LEWISTON — Tuesday was a long, boring day for students at Lewiston Middle School.
A power outage that happened just as the school day began kept students in their homerooms most of the day. The school was without lights and phones.
Power was restored at 2:50 p.m. The problem was a defective transformer, which Central Maine Power Co. replaced, Human Resources Director Tom Jarvis said.
He said officials discovered early in the morning that lines that feed power to the furnace were not working. “We made a decision, since we had power, that we were all set," Jarvis said. "We were going to have school.”
Minutes later, all of the power went out. It was after 7 a.m. and "the buses were rolling,” he said. Students were on their way. CMP showed up and began working to restore power.

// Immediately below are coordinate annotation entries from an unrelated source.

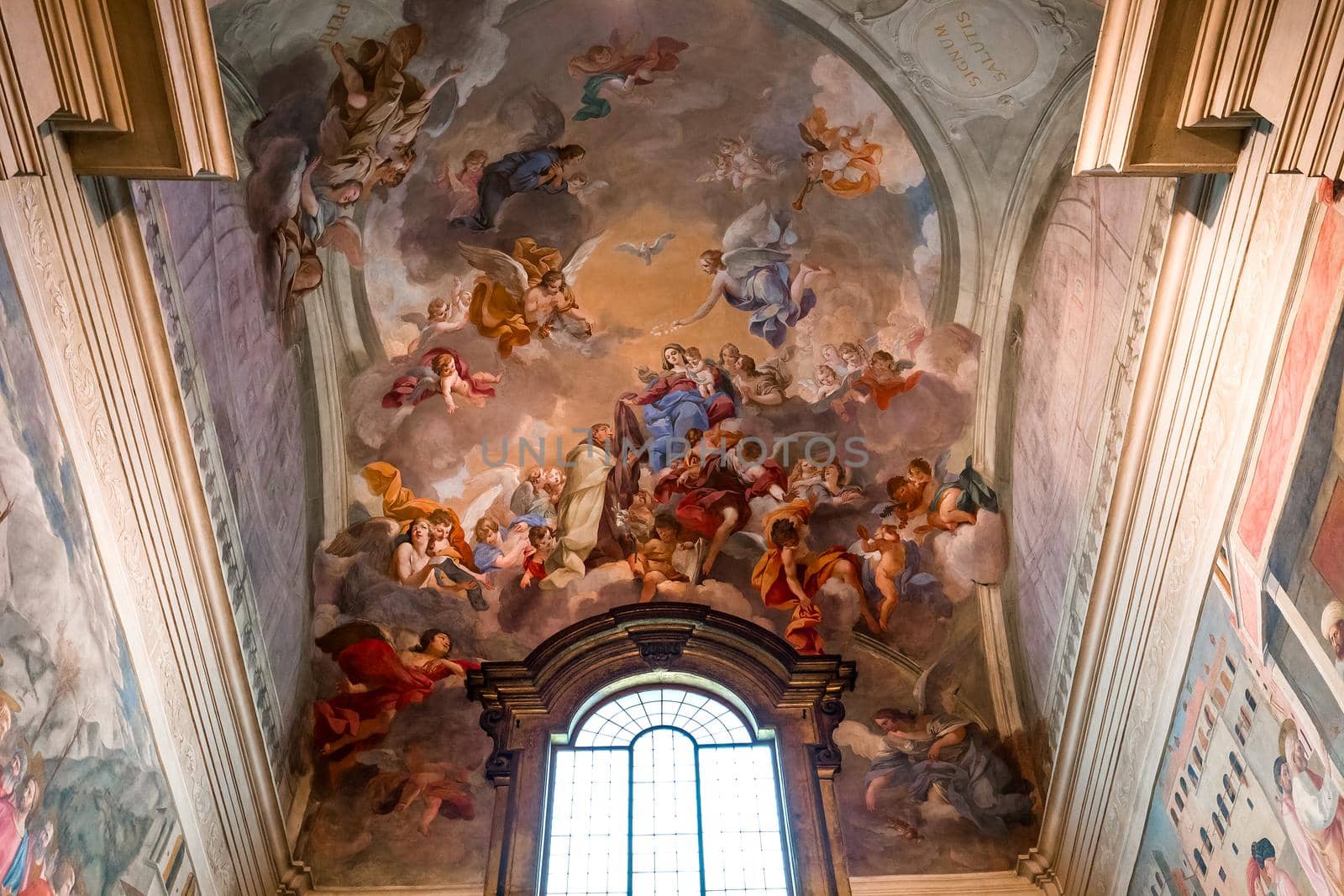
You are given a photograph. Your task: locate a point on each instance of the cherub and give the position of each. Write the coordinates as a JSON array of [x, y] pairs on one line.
[[526, 291], [763, 473], [542, 537], [414, 562], [638, 516], [820, 387], [752, 273], [839, 157], [701, 372], [444, 372], [494, 553], [655, 558], [464, 184], [441, 316], [880, 382], [887, 543], [741, 164], [407, 779]]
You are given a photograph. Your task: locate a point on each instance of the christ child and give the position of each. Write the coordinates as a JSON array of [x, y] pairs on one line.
[[656, 555], [699, 371]]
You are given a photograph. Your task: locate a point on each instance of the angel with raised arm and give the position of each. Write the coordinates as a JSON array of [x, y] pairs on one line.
[[528, 291], [752, 273], [613, 71], [741, 164]]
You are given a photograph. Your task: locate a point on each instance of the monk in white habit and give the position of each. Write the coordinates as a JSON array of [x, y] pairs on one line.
[[1319, 809], [582, 508]]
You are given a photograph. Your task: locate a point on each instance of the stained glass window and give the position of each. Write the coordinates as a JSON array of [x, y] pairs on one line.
[[664, 792]]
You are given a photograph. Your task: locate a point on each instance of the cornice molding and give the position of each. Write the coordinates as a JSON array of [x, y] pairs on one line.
[[134, 83], [1133, 118], [81, 45], [1229, 51], [1178, 82]]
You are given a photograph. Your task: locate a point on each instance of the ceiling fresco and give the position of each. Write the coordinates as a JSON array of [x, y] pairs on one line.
[[644, 291]]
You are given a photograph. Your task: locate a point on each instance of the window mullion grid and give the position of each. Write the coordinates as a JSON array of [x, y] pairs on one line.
[[699, 815]]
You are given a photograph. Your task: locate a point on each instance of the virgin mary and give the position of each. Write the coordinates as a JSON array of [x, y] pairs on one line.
[[672, 406]]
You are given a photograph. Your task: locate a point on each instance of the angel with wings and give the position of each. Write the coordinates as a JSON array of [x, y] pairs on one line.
[[530, 291], [443, 316], [382, 107], [378, 683], [752, 273], [441, 371], [840, 157], [739, 164], [613, 70], [315, 212]]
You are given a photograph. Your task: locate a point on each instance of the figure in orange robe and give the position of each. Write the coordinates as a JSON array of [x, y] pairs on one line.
[[402, 506], [839, 157], [790, 575]]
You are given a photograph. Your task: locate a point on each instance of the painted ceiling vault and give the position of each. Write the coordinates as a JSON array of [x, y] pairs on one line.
[[524, 311]]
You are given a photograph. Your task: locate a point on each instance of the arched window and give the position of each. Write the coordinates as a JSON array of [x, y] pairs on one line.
[[664, 790]]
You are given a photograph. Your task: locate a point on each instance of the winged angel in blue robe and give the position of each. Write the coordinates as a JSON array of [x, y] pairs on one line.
[[752, 273]]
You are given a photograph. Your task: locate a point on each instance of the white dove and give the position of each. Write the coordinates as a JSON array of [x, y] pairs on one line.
[[645, 250]]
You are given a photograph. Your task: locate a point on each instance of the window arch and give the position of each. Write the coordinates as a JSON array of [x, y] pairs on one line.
[[664, 790]]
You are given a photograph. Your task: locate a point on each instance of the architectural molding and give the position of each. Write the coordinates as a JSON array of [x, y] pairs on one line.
[[1133, 118], [1120, 391], [1229, 51], [81, 45], [195, 396], [27, 90], [134, 83], [87, 288], [1189, 425]]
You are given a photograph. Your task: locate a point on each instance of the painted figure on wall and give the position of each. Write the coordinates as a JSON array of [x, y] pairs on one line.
[[507, 476], [84, 802]]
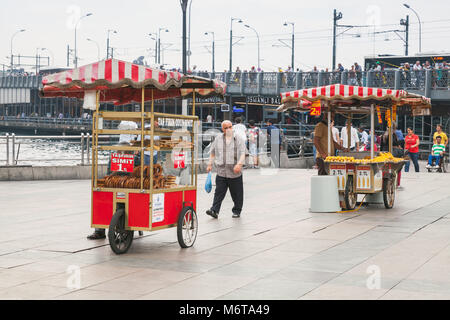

“We made a decision that the kids are safest here in the building, rather than dismissing them” to homes that might be unoccupied, Jarvis said. “We reorganized the day. Students stayed in their classrooms with their teachers, minimizing the amount of moving going on.”
During the outage, the first few hours weren't bad, much like a power outage at home.
“But it's getting a little long now,” said eighth-grade math teacher Chris Roy. He'd been in the same room with his homeroom students for almost five hours. Students did homework on their laptops or read.
“I started with 11 students. I'm down to four,” he said as students slouched at their desks. Students whose parents showed up to get them were allowed to leave.
Many classrooms had plenty of light from windows. But hallways and stairways were dark, making it unsafe for students to change classes.
Staff prepared cold lunches that were delivered to homerooms.
“We sent out phone messages letting parents know the middle school was without power and CMP is on the scene,” Jarvis said. “We assured parents that the building is warm. The students are safe. We're providing meals. We'd be dismissing at normal dismissal time.”
Initially, officials hoped the power would be out for only an hour. At first the emergency lights came on. By noon, the batteries had died. Maintenance crews rounded up flashlights. “It's taken longer for CMP to address the problem,” Jarvis said.
It was time for Plan B. Class by class, students were taken to the armory next door for the day's dismissal. “It's safer to dismiss over there where we do have light,” Jarvis said.
After-school activities, including parent-teacher conferences, were canceled, he said.
With phones out, staff used cell phones and radios, Jarvis said. Many students called their parents on their cells, asking them to come and pick them up.
Many parents did. At noon, a long line of parents waited to get to the main office, show their identification and pick up their students. The parent line snaked from the main office, across a corridor, down two flights of dark stairs, across the lobby and to the Central Avenue door.
“My son called and said, 'Come get me. We have no power. We can leave.' That's all I know,” said parent Wanda Lebrun.
“The kids are bored to tears,” teacher Gisele Cyr said. “It's like being in a car with your children (who ask), 'Are we there yet?' multiplied by a whole classroom.” Students were behaving well, she said.
“You would never convince me at 7:30 this morning this would go as smoothly as it has. The kids have been marvelous,” said U.S. history teacher Dave Martel.
School is on for Wednesday. Everything's all set, Jarvis said.